З життя
Money’s already tight at home, and my nephew just bought a new laptop – I’m not sure how to handle this situation.
Lately, our family has been swept up in the most unexpected troubles, as if a thick London fog had rolled in, obscuring our path. We lost our steady source of income, and everything began to unravel strangely. I am a retiree, relying on a meagre pension from the state, barely enough to cover my prescriptions for blood pressure, which has been my shadow as Ive grown older. Each morning, I am confronted with the reality that these pills are necessary companions till my last breath.
My son and daughter-in-law longed for a second child for ages, but luck always seemed to slip through their fingers like sand. Eventually, the dream flickered to life, and she fell pregnantonly to immediately lose her job, as if fate was playing cruel games. Their youngest is four, still wandering at home, chasing shadows and giggling at dust motes. The eldest is sixteen, making his way as a delivery boy after school, stashing every penny like treasures from another world. Recently, with his collected money, he brought home a computera gleaming portal to strange realms.

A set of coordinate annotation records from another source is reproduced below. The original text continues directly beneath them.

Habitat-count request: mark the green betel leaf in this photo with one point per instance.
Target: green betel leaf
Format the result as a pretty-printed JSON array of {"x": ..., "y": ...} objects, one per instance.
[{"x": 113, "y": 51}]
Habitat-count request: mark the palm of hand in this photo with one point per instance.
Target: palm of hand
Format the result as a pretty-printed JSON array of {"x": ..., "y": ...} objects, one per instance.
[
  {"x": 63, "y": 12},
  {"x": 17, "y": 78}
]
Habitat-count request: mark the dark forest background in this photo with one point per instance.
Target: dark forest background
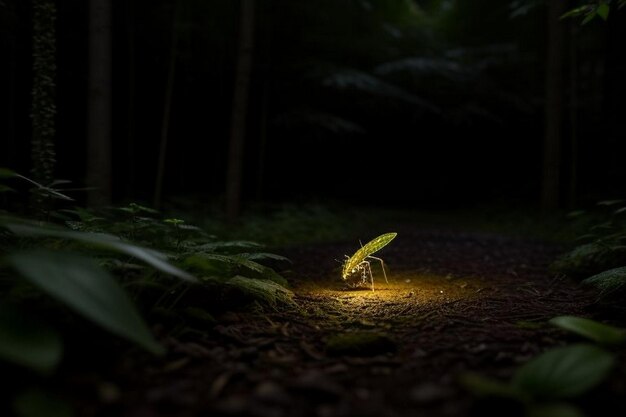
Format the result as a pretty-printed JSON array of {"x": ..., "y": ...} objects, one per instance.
[{"x": 364, "y": 101}]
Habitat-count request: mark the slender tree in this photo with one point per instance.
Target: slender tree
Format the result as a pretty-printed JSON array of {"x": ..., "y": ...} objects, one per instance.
[
  {"x": 167, "y": 107},
  {"x": 99, "y": 167},
  {"x": 43, "y": 111},
  {"x": 554, "y": 105},
  {"x": 243, "y": 73}
]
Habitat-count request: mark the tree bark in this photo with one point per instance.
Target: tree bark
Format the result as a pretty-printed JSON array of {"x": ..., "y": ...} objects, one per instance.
[
  {"x": 554, "y": 106},
  {"x": 43, "y": 108},
  {"x": 99, "y": 164},
  {"x": 167, "y": 109},
  {"x": 243, "y": 72}
]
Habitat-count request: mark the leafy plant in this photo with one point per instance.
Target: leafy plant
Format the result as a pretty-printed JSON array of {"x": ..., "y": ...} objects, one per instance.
[
  {"x": 544, "y": 382},
  {"x": 602, "y": 247},
  {"x": 594, "y": 8},
  {"x": 598, "y": 332},
  {"x": 562, "y": 373}
]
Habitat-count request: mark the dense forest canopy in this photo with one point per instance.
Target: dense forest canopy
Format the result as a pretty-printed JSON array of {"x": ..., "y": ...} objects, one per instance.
[{"x": 338, "y": 91}]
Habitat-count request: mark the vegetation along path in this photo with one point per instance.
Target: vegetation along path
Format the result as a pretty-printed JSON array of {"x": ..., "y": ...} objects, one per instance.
[{"x": 454, "y": 303}]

My daughter-in-law, hearing my bewilderment, replied coolly that he earned the money himself, never asked us for anything, and thus can spend it as he wishes. Meanwhile, my sons job evaporated like dew in the morning sun. Before the youngest was born, he managed wellsupported everyone with sharp diligence, saving scraps here and there. Then, illness draped itself over him; the doctors handed down a dreadful diagnosis. All the savings melted away on treatments, medicines, and sterile rooms.
When the little one turned one, my son had to vanish into the hospital for months. The NHS covered the costs, but his absence from work became a ghostly void, leading to dismissal. More precisely, the important cases he used to handle stopped coming; with them went his commission. Only days ago, doctors murmured that surgery was urgent, after which a year, perhaps more, would be needed before he could stride through life again. We all feel shaken, as if the ground is shifting beneath us, but the operation is required, and employers are unwilling to wait in hope.

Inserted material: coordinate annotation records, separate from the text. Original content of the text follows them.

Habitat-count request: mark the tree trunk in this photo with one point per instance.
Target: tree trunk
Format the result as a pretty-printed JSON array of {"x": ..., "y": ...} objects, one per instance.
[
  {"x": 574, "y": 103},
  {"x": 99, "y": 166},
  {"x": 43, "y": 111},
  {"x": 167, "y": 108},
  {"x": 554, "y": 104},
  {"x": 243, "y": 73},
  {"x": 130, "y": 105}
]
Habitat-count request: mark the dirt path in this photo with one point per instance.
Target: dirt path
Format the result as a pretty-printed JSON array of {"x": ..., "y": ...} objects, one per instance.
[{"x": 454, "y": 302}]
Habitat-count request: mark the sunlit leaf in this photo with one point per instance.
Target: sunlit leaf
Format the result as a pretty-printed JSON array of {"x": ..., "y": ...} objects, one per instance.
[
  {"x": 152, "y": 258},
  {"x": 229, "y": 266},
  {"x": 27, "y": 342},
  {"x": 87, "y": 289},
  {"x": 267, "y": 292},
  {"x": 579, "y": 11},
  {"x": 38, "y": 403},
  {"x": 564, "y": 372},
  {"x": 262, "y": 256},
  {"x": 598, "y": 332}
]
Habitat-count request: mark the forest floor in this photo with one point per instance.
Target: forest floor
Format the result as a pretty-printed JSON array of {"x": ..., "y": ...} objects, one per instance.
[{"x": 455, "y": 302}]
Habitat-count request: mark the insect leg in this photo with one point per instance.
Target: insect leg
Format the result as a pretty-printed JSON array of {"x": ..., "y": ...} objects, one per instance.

So now my daughter-in-law must search for workany work. Shes already pondering how we will manage with her single salary, hands pressed together in anxious calculation. It all feels impossibly heavy. At the same time, my grandson spends his money on a gleaming, expensive computer, never pausing to consider the familys burdens. He seems immune to the worry, lost in pixels and possibility.
Am I mistaken? Should my grandson be thinking about us, offering a little help, or a gesture of responsibility? Or is it simply the surreal order of things, as if in a dream, everyone floats untethered, each following their own winding path through the mists?